Relapse. If you don't maintain your oral hygiene and you don't keep up with your regular dental visits, you can relapse and need the procedure again.
Treating teeth sensitivity
Typically after a deep dental cleaning and the mouth has fully healed, what you'll end up noticing is gum recession. All of that plaque and tartar build up has destroyed your gums and caused them to recede.
With recession comes exposed root surfaces which can be sensitive to cold and other stimuli. In order to reduce the sensitivity, you can desensitize the teeth with a sensitivity toothpaste such as sensodyne. It works by desensitizing the nerve or by occluding dentinal tubules.
Alternative treatment options
The only alternative treatment option to a deep dental cleaning would be gum surgery (osseous surgery), which is an even more involved procedure. It is essentially a deep cleaning but with the gums peeled back so your dentist can visualize all of that calculus. You can expect to leave with stitches in your mouth.
When we say there is no real alternative, that means there isn't a pro and con to getting this treatment. If you need it, there is no other option.
Cleaning vs Deep cleaning vs Gum surgery
You can think of all three periodontal procedures as on the same spectrum. As your periodontal disease increases in severity, you must move onto the next treatment. Each procedure encompasses the previous one but with MORE.
A regular cleaning removes plaque and tartar above the gum line.
A deep cleaning is a regular cleaning but it also involves removing plaque and tartar from beneath the gum line.
Gum surgery is a deep cleaning except the gums get opened up so that ALL of the plaque and tartar can be visibly seen and cleaned off.
Most often, gum surgery is required because the deep cleaning was unable to remove all of the calculus and biofilm. It becomes necessary to open up the gums in order to see all of it so that they can be removed.
Can't I do just a regular cleaning?
No, a dental cleaning is inadequate or insufficient treatment when you have tartar below the gum line. It won't remove any of that build up which means your periodontal condition would've had zero improvements without a deeper clean.

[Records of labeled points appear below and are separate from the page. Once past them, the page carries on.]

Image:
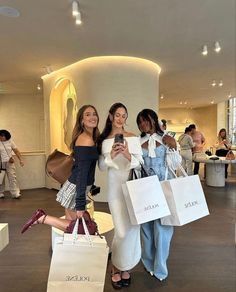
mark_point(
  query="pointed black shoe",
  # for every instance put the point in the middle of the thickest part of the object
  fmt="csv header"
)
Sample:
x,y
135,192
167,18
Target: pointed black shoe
x,y
116,285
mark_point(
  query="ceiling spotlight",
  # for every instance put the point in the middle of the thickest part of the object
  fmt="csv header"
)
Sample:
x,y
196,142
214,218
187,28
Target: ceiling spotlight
x,y
220,83
217,48
78,19
75,8
204,50
213,83
9,11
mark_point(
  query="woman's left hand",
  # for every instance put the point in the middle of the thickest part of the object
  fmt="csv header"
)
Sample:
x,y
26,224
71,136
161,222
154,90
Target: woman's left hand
x,y
125,150
169,141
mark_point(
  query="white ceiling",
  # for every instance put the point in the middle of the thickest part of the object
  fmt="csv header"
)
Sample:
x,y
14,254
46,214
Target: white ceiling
x,y
168,32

The only alternative option would be to go in the opposite direction and treat more aggressively with osseous surgery (pocket depth reduction surgery).

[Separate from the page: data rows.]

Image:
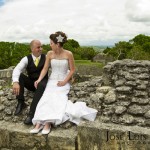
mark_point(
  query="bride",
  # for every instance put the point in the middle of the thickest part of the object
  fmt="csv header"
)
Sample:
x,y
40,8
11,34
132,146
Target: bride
x,y
54,106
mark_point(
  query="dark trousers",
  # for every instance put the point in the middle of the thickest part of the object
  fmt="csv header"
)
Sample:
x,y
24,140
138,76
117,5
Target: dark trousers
x,y
26,82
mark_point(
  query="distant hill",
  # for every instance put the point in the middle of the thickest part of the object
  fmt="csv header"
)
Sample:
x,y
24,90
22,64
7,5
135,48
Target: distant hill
x,y
98,48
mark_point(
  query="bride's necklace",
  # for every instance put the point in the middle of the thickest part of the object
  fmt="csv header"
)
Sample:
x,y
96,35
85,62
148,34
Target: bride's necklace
x,y
58,55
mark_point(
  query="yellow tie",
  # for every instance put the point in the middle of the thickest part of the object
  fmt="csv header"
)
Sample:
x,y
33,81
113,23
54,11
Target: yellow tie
x,y
36,62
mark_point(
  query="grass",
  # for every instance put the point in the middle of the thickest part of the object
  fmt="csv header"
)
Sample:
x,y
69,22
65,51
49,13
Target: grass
x,y
88,63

The average cost of a deep cleaning is $1168.32 and that includes all four quadrants of the mouth. That is according to the ADA survey of dental fees.
Of course, it can cost more or less depending on the cost of living in your neighborhood. So, don't be surprised if your exact cost is different
The cost with dental insurance
On average, most dental insurances will cover periodontal services at about 80% coverage. Therefore you can probably expect to pay roughly $233.66 for your scaling and root planing procedure.
Once again, we wish to reiterate that it may cost more or less depending on the cost of living and also based on what insurance you have. Some plans have higher coverage while some have less such as 50% coverage.
If you wish to know the exact cost, simply ask your dentist.